Par ailleurs, la croissance de l'économie finance le socle même des services publics. Les instituteurs, policiers, juges, cantonniers, pompiers etc. ne se paient pas de bonheur national brut. Et l'on ne peut fournir d'aides aux plus pauvres que s'il y a des plus riches pour y contribuer. Pas de redistribution sans richesse. Le troc entre citoyens volontaires ne contribue pas à la solidarité publique au-delà de son strict périmètre.
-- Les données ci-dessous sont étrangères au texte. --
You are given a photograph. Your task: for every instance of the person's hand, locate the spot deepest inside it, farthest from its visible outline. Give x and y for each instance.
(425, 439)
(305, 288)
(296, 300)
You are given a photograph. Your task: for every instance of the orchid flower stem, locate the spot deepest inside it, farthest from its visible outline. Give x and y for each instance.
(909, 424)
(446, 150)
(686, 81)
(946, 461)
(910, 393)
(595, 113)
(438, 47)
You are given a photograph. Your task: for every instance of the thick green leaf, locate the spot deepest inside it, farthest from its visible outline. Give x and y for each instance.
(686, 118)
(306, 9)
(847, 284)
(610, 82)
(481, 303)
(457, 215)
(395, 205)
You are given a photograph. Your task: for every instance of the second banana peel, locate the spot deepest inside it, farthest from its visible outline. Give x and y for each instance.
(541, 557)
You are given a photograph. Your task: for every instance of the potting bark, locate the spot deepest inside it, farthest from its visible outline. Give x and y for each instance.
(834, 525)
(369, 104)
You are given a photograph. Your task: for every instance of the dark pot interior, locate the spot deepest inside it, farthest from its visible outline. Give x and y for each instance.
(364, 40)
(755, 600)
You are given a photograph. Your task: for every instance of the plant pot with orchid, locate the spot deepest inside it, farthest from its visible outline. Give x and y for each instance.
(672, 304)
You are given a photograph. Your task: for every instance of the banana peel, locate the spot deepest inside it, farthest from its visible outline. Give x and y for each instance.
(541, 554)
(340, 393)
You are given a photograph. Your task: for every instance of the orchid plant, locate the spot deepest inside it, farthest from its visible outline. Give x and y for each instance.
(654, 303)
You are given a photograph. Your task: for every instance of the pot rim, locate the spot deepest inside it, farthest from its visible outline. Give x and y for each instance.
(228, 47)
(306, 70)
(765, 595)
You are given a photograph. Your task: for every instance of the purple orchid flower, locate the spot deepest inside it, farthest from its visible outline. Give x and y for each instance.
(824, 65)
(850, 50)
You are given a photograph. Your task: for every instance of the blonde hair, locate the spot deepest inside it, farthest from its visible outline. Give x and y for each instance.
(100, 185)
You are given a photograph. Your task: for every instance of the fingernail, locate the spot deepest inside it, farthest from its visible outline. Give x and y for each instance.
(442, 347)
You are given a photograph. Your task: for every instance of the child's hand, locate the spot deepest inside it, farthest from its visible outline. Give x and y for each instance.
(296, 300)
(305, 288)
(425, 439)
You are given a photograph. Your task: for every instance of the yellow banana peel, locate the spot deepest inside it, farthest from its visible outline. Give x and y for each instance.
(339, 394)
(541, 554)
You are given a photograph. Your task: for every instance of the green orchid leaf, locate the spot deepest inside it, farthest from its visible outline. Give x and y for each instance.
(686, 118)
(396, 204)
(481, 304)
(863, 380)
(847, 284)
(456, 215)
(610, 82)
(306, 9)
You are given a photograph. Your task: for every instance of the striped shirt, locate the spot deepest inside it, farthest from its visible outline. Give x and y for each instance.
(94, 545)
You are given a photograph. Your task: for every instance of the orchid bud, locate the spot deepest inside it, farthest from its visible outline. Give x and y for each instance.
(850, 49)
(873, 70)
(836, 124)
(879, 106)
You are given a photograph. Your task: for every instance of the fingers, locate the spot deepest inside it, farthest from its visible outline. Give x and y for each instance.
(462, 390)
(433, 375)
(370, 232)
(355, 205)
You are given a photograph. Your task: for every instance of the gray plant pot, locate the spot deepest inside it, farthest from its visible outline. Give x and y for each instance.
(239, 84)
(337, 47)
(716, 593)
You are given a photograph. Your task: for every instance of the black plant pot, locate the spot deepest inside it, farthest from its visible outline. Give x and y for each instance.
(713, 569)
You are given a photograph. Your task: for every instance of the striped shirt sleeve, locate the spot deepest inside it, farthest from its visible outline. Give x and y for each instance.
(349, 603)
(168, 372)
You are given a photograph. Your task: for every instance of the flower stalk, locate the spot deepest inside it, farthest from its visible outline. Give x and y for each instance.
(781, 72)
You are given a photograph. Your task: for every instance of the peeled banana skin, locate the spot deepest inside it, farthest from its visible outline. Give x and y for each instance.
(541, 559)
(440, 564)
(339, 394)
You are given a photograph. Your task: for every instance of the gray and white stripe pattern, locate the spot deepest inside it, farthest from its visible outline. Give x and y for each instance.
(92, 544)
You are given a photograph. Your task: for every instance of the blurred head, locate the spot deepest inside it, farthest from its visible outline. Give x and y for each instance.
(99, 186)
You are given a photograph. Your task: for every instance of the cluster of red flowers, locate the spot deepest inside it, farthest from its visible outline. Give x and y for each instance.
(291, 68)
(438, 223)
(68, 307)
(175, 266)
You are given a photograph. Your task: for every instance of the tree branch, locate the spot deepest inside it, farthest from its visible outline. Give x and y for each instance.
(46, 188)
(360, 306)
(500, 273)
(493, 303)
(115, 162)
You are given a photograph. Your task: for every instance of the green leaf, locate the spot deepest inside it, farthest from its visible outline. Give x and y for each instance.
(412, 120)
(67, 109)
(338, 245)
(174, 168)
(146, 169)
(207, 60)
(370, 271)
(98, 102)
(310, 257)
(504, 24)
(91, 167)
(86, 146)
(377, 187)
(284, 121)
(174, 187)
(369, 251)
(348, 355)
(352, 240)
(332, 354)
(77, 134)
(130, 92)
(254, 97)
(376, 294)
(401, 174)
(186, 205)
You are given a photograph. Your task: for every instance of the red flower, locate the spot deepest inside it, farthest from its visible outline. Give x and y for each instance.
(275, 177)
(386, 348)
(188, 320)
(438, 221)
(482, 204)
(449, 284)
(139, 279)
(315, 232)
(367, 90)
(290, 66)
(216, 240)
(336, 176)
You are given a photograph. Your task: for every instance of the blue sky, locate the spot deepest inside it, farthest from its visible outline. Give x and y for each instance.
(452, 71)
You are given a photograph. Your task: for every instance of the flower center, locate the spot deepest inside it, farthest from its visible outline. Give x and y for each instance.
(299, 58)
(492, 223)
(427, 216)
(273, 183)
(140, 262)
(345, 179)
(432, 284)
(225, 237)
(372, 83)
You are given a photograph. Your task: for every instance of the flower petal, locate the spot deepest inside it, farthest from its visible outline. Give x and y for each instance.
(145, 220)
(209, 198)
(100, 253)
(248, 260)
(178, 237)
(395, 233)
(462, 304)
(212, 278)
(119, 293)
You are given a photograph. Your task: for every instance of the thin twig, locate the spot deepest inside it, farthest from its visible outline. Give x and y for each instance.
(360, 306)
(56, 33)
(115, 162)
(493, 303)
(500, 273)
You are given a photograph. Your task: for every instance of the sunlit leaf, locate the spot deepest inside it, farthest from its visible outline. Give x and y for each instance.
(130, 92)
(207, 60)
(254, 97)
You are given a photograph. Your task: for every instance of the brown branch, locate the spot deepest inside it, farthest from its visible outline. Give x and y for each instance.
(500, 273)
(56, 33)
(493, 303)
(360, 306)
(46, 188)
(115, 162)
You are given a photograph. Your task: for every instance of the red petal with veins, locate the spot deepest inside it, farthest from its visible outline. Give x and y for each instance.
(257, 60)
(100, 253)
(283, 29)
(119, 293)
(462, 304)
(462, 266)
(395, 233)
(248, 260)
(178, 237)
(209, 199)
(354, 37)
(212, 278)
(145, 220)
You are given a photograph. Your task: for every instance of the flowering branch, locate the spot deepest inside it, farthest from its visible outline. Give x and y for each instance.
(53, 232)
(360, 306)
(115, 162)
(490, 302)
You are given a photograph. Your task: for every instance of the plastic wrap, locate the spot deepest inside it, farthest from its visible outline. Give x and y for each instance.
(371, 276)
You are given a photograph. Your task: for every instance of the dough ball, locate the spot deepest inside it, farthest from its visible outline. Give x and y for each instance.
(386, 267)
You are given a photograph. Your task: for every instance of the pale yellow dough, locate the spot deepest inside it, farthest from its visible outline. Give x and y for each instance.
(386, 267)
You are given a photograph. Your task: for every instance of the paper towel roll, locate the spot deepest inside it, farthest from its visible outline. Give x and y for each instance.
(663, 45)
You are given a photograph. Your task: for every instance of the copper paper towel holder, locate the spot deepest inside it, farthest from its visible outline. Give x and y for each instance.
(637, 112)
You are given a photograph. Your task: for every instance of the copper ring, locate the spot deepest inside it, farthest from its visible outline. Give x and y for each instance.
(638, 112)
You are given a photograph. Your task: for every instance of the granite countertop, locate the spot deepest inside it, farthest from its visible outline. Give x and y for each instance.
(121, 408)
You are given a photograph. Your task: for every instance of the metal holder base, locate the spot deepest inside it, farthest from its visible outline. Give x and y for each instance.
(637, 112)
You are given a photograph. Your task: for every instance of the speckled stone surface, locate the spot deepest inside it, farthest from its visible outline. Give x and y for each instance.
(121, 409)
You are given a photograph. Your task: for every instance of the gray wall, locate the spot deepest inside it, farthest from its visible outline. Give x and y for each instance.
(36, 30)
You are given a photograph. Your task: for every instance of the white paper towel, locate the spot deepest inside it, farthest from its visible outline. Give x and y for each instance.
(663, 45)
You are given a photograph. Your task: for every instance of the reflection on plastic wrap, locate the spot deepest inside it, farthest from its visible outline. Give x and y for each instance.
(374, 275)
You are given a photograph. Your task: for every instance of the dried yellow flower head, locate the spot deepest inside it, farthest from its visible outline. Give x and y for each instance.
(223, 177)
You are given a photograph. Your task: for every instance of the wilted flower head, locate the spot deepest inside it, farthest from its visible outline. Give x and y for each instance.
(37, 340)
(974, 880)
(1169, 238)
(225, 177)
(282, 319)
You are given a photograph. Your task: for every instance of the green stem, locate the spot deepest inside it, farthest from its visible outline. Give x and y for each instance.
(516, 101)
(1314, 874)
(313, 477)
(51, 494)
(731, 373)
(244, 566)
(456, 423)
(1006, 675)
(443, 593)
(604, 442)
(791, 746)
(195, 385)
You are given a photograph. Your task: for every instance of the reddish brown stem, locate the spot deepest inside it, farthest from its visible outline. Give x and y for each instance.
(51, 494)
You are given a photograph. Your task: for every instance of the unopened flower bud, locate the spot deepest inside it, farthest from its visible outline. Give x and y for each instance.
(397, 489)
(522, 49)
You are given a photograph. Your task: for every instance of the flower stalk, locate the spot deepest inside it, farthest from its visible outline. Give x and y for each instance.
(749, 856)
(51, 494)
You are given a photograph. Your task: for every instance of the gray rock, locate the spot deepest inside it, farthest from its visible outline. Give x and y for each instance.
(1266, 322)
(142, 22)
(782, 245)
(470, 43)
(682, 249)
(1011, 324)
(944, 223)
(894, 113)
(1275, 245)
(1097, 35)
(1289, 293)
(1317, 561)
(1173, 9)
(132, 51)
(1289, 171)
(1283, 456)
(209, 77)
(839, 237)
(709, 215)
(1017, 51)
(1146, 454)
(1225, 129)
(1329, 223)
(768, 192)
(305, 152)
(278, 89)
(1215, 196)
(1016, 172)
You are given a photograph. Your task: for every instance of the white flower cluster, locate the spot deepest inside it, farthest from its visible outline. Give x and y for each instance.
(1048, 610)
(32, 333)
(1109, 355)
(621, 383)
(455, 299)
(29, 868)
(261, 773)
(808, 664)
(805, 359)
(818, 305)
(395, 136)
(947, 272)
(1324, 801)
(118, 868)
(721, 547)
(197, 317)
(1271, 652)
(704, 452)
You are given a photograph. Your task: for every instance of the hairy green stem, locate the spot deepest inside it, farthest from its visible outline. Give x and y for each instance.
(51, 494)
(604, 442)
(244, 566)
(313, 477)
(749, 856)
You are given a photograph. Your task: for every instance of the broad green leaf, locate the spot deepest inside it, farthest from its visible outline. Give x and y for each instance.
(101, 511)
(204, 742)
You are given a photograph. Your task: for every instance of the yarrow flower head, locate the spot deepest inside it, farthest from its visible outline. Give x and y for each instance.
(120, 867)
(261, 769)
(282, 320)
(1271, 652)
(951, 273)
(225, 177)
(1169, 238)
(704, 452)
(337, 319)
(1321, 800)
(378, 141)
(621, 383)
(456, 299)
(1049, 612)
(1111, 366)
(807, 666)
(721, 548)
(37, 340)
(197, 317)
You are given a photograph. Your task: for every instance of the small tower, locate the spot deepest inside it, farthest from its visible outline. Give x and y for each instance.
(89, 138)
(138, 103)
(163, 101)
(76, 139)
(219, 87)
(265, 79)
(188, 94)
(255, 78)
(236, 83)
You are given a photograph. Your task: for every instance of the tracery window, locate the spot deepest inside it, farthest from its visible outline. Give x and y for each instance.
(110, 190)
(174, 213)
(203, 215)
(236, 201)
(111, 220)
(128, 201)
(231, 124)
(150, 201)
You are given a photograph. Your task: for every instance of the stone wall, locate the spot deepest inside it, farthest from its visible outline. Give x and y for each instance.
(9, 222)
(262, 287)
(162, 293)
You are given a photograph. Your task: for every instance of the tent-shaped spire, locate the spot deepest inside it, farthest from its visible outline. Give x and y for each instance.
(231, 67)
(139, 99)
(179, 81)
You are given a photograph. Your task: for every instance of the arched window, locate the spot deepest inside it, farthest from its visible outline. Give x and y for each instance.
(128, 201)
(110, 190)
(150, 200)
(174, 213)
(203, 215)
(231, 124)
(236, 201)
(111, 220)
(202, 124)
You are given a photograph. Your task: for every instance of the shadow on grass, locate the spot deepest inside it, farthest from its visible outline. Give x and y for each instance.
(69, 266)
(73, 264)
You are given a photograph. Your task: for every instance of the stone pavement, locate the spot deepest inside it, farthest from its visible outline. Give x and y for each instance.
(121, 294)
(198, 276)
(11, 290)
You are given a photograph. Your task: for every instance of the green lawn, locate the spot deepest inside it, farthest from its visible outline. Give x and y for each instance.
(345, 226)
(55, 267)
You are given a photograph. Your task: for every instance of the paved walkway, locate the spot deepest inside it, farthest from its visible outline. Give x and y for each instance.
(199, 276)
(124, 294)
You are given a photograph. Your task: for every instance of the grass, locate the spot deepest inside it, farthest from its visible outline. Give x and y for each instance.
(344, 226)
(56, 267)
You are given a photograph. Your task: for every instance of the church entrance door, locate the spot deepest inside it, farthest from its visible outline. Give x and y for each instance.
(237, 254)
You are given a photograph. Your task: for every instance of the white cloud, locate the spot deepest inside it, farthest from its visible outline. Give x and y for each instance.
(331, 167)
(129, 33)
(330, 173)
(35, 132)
La sortie de l'"économicisation" vantée par les tenants d'une décroissance responsable, représente certes une généreuse voie de secours à des situations individuelles, mais ne constitue pas une alternative à la solidarité institutionnelle.

Enfin pour trouver des moyens de ne pas épuiser les ressources de notre planète, la frugalité-des-occidentaux-devenus-miraculeusement-sages ne suffira pas. Les innovations technologiques liées aux énergies renouvelables permettront-elles à la fois d'assurer un minimum de bien-être pour tous et la préservation des ressources rares (eau, matières premières, écosystème...)? Nul ne le sait et l'on peut en douter. Par contre, il me semble à peu près certain que sans innovation technologique on n'aura ni l'un ni l'autre. Pas de développement de la planète sans innovation. Pas d'innovation sans argent. Pas d'argent sans croissance.

La croissance ne garantit pas d'être soutenable, au contraire. Par contre je suis convaincu que la décroissance garantit de ne pas l'être. Durablement.